Let $\alpha$ be a root of $f(x) = x^3 − 3x + 1$. Can $\mathbb{Q}(\alpha)$ contain a root of $g(x) = x^3 − 4x + 1$? Here is my idea:
$\mathbb{Q}(\alpha) = \{a + b\alpha + c\alpha^2 : a,b,c \in \mathbb{Q}\}$. Let $\beta \in \mathbb{C}$ be a root of $g(x)$. Since $g(x) = f(x) - x$, we see that that $f(\beta) = \beta$, and so all roots of $g(x)$ are fixed points of $f(x)$. Similarly if $\kappa$ is a fixed point of $f(x)$, then $g(\kappa) = 0$. Hence $\gamma \in \mathbb{C}$ is a root of $g(x) \iff$ $\gamma$ is a fixed point of $f(x)$. So is there such $\gamma \in \mathbb{Q}(\alpha)$? Suppose there is a $\gamma = a + b\alpha + c\alpha^2$. Then $f(\gamma) = \gamma$. Plugging this in an collecting terms of $\alpha^0, \alpha, \alpha^2$, I got these equations:
$a^3 - 6ab - 9bc^2 + c^3 - a = 0$
$3a^2b - 4b + 18ab - 3ac^2 - b^3 - 3b^2c - 27bc^2 - 6c^3 = 0$
$3a^2c + 3ab^2 - 4c + 9ac^2 + 3b^3 + 9b^2 - 3bc^2 + 9c^3 = 0$
(I assumed the $\{1, \alpha, \alpha^2\}$ are linearly independent; it seems they should be. but not 100 % sure)
I dont know what to do after this. Is a simpler, more elegant way to do this problem? If so please help.
Update (After the second Comment):
The discriminant of $f(x)$ is 81 which is square and so $Gal(\mathbb{Q}(\alpha)/\mathbb{Q}) \cong C_{3}$ and $[\mathbb{Q}(\alpha): \mathbb{Q}] = 3$; $\mathbb{Q}(\alpha)$ is the splitting field of f(x).
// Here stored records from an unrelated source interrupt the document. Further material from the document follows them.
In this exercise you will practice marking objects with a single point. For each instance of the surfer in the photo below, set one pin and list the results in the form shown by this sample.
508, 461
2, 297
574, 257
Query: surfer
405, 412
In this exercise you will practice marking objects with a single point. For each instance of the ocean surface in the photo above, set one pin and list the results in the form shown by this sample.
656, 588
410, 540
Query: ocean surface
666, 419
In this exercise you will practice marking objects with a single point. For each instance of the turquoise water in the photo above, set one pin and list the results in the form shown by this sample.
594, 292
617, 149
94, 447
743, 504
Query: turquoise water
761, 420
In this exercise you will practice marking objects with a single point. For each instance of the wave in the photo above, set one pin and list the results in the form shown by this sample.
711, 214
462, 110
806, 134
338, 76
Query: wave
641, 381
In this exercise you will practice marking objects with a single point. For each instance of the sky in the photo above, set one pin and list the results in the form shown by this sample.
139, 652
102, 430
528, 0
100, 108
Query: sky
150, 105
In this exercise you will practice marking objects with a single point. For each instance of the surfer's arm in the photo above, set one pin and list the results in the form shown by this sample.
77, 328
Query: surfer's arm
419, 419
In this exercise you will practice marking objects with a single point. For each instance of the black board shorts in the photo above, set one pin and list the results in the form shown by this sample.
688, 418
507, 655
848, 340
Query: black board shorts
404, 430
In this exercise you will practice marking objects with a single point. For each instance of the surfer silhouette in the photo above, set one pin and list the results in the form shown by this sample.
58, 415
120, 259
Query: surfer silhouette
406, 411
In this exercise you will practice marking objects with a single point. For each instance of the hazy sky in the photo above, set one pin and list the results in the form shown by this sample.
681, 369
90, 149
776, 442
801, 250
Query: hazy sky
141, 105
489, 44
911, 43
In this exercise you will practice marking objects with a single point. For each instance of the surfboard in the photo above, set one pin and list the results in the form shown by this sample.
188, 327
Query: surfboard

Similarly, the discriminant of g(x) is 229, which is not square free and so $Gal(L_{g}/\mathbb{Q}) \cong S_{3}$ and $[L_{g}: \mathbb{Q}] = 3$. If g(x) has a root in $\mathbb{Q}(\alpha)$, then g(x) splits completely in $\mathbb{Q}(\alpha)$. Since $L_g/\mathbb{Q}$ and $\mathbb{Q}(\alpha)/\mathbb{Q}$ are splitting fields of g(x), $L_{g}/\mathbb{Q} \cong \mathbb{Q}(\alpha)/\mathbb{Q}$.Would this be a contradiction, because the degrees are different? Any comments or suggestions will be appreciated.
An idea that's often useful to deal with these types of problems is to use the local-global principle. If you can exhibit some prime $ p $ modulo which either one of these polynomials has a root with unit multiplicity while the other doesn't, you've established that $ \mathbf Q(\alpha) $ doesn't contain a root of $ X^3 - 4X + 1 $.
For instance, $ X^3 - 4X + 1 \equiv (X+1)(X^2+X+1) \pmod{2} $, so that it has a root of unit multiplicity modulo $ 2 $. This root lifts to a root in $ \mathbf Q_2 $ by Hensel's lemma, so that there's an embedding $ \mathbf Q(\beta) \to \mathbf Q_2 $ with $ \beta $ a root of $ X^3 - 4X + 1 $ over $ \mathbf Q $. On the other hand, $ X^3 - 3X + 1 $ is irreducible modulo $ 2 $, which means it can't have any roots in $ \mathbf Q_2 $. If we had $ \beta \in \mathbf Q(\alpha) $, then by a degree argument we would have $ \mathbf Q(\alpha) = \mathbf Q(\beta) $, which is impossible in light of the fact that one of them embeds into the dyadic numbers whereas the other does not. Another way of stating the same argument is that the prime $ 2 $ has a different splitting behavior in the extensions $ \mathbf Q(\alpha)/\mathbf Q $ and $ \mathbf Q(\beta)/\mathbf Q $, so they can't be equal.
There are other ways of approaching the problem using a locality argument (looking at ramified primes in both number fields, for instance), but this one is the easiest in this particular case, I think.